Background: Influenza A viruses generate an extreme genetic diversity through point mutation and gene segment exchange, resulting in many new strains that emerge from the animal reservoirs, among which was the recent highly pathogenic H5N1 virus. This genetic diversity also endows these viruses with a dynamic adaptability to their habitats, one result being the rapid selection of genomic variants that resist the immune responses of infected hosts. With the possibility of an influenza A pandemic, a critical need is a vaccine that will recognize and protect against any influenza A pathogen. One feasible approach is a vaccine containing conserved immunogenic protein sequences that represent the genotypic diversity of all current and future avian and human influenza viruses as an alternative to current vaccines that address only the known circulating virus strains.
Methodology/principal findings: Methodologies for large-scale analysis of the evolutionary variability of the influenza A virus proteins recorded in public databases were developed and used to elucidate the amino acid sequence diversity and conservation of 36,343 sequences of the 11 viral proteins of the recorded virus isolates of the past 30 years. Technologies were also applied to identify the conserved amino acid sequences from isolates of the past decade, and to evaluate the predicted human lymphocyte antigen (HLA) supertype-restricted class I and II T-cell epitopes of the conserved sequences. Fifty-five (55) sequences of 9 or more amino acids of the polymerases (PB2, PB1, and PA), nucleoprotein (NP), and matrix 1 (M1) proteins were completely conserved in at least 80%, many in 95 to 100%, of the avian and human influenza A virus isolates despite the marked evolutionary variability of the viruses. Almost all (50) of these conserved sequences contained putative supertype HLA class I or class II epitopes as predicted by 4 peptide-HLA binding algorithms. Additionally, data of the Immune Epitope Database (IEDB) include 29 experimentally identified HLA class I and II T-cell epitopes present in 14 of the conserved sequences.

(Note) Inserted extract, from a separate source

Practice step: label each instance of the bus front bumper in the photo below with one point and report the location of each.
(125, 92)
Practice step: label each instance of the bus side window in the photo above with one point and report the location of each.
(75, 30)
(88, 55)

Conclusions/significance: This study of all reported influenza A virus protein sequences, avian and human, has identified 55 highly conserved sequences, most of which are predicted to have immune relevance as T-cell epitopes. This is a necessary first step in the design and analysis of a polyepitope, pan-influenza A vaccine. In addition to the application described herein, these technologies can be applied to other pathogens and to other therapeutic modalities designed to attack DNA, RNA, or protein sequences critical to pathogen function.